USC to recognize former Olympians


For years the USC athletic department has commemorated Trojans who have won an NCAA individual championship, earned first team All-American honors or secured an Olympic gold medal by installing a bronze medallion on Heritage Hall’s Honors Rail, which presides proudly above the first-floor museum.

Celebrating success · The USC athletic department hung this banner outside Heritage Hall as part of its “Cardinal and Gold Heritage” campaign leading up to the 2012 Olympic Summer Games in London. - Engie Salama | Daily Trojan

The athletic department might soon encounter an enviable quandary: how to recognize USC’s exceptional student-athletes once the rail no longer affords space for these medallions.

In the meantime and in anticipation of the 2012 Summer Olympic Games in London, the athletic department is commencing a yearlong tribute to its former Olympic athletes as part of the “Cardinal and Gold Medal Heritage” salute.

“We are extremely proud of our unparalleled Olympic heritage and, with the 2012 Olympic Games on the horizon, we felt it was important to salute and acknowledge that tradition,” USC athletic director Pat Haden said in a statement.  “I know our fans will be as excited as I am to see our past and current Olympians and to relive the many successes that Trojan athletes have had in Olympic competition.”

This tribute aims to recognize USC’s unparalleled Olympic tradition, one which places the university ahead of all others in Olympians, gold medalists and combined medalists. Since 1904, 393 Trojans have participated in the Olympics for a combined 57 nations in 28 different sports.

These athletes have won a total of 122 gold medals. If USC were its own country, this gold medal count would place it 12th in the world.

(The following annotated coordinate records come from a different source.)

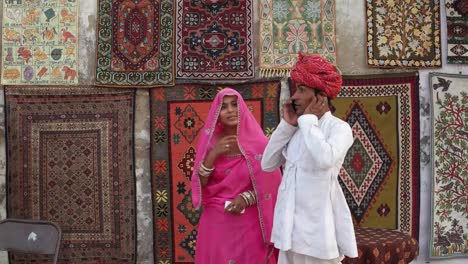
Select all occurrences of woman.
[192,88,281,264]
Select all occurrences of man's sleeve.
[262,120,297,171]
[298,114,353,169]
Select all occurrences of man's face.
[291,84,315,116]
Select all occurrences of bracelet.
[240,191,257,206]
[198,162,214,177]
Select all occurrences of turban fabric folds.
[291,52,342,99]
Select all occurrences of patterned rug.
[429,73,468,259]
[366,0,442,68]
[96,0,174,86]
[0,0,79,85]
[177,0,254,79]
[332,74,420,239]
[445,0,468,64]
[5,86,136,264]
[258,0,336,77]
[151,80,281,263]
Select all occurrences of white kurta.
[262,112,358,259]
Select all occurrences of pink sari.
[192,88,281,264]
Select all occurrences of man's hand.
[304,94,330,118]
[283,99,298,126]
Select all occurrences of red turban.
[291,52,342,99]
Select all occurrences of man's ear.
[318,91,327,98]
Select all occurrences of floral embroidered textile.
[445,0,468,64]
[429,73,468,259]
[366,0,442,68]
[258,0,336,76]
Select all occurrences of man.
[262,54,357,264]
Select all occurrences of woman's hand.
[212,135,239,156]
[224,195,247,215]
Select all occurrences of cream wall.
[0,0,468,264]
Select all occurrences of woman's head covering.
[291,52,342,99]
[192,88,281,243]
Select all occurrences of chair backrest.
[0,218,62,264]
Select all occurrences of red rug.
[96,0,175,86]
[150,81,281,263]
[5,86,136,264]
[176,0,254,79]
[332,74,420,239]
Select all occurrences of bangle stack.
[240,191,257,206]
[198,162,214,177]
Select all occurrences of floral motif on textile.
[258,0,336,76]
[445,0,468,64]
[332,73,420,239]
[429,73,468,258]
[366,0,442,68]
[150,80,281,263]
[176,0,254,79]
[0,0,79,85]
[5,86,136,264]
[96,0,174,86]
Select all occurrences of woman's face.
[219,95,238,127]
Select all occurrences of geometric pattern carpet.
[176,0,254,79]
[332,73,420,239]
[365,0,442,68]
[96,0,174,87]
[5,86,136,264]
[429,73,468,259]
[150,80,281,263]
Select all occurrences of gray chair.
[0,218,62,264]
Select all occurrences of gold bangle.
[200,162,214,172]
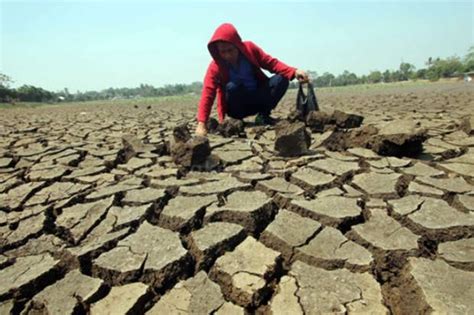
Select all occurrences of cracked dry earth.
[0,83,474,314]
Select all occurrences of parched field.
[0,82,474,314]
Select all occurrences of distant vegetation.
[0,46,474,103]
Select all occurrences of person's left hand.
[295,69,309,83]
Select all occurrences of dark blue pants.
[225,74,290,119]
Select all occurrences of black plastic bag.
[296,82,319,117]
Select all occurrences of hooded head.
[207,23,243,63]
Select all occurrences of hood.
[207,23,244,63]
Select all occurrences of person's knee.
[225,82,239,93]
[271,74,290,91]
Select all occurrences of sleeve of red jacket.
[249,42,296,80]
[196,62,218,122]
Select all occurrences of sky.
[0,0,474,92]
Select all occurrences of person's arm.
[249,42,309,83]
[196,62,218,136]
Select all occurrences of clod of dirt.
[287,110,364,132]
[306,112,332,132]
[286,109,311,122]
[173,124,191,142]
[170,125,211,167]
[207,117,219,133]
[217,118,245,137]
[366,120,427,157]
[122,134,157,161]
[275,121,311,157]
[331,110,364,128]
[322,121,426,157]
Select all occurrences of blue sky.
[0,0,474,92]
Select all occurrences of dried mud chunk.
[188,222,245,270]
[210,237,280,307]
[409,258,474,314]
[90,282,148,315]
[147,271,225,315]
[27,269,103,315]
[275,121,311,157]
[270,261,389,314]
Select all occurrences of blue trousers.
[225,74,290,119]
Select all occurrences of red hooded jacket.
[197,23,296,122]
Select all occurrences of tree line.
[0,46,474,102]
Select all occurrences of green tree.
[367,70,383,83]
[463,46,474,72]
[399,62,415,81]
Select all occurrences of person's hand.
[295,69,309,83]
[196,121,207,137]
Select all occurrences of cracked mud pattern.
[0,83,474,314]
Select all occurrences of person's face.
[217,42,239,64]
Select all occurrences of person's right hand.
[196,121,207,137]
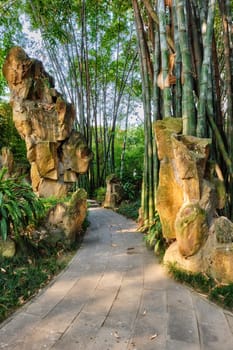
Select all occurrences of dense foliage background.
[0,0,233,227]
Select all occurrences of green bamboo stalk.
[132,0,154,227]
[175,0,196,135]
[158,0,172,118]
[172,2,182,118]
[197,0,216,137]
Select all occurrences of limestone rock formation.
[45,189,87,243]
[3,47,93,197]
[155,118,233,283]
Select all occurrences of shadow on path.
[0,208,233,350]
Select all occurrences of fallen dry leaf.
[114,332,120,339]
[150,333,158,340]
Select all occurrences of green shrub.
[144,211,166,255]
[0,168,45,240]
[167,264,233,311]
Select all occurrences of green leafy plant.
[144,211,166,254]
[167,264,233,311]
[0,168,45,240]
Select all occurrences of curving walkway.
[0,208,233,350]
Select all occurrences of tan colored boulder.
[175,203,208,257]
[30,162,42,193]
[47,189,87,242]
[210,249,233,283]
[156,160,183,240]
[155,118,183,240]
[171,134,211,202]
[37,178,69,198]
[163,242,206,273]
[163,217,233,283]
[3,47,93,197]
[35,141,58,180]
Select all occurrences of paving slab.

As part of the salute, the athletic department will invite former Olympians to appear at sporting events in the fall with accompanying videoboard highlight clips, display banners in front of Heritage Hall and contribute footage and interviewees to FSN Prime Ticket and ESPN Radio 710 for short feature stories.

All of this effort complements the Pac-12’s “Follow the Pac-12 to London” campaign, which endeavors to highlight the conference’s vaunted Olympic history.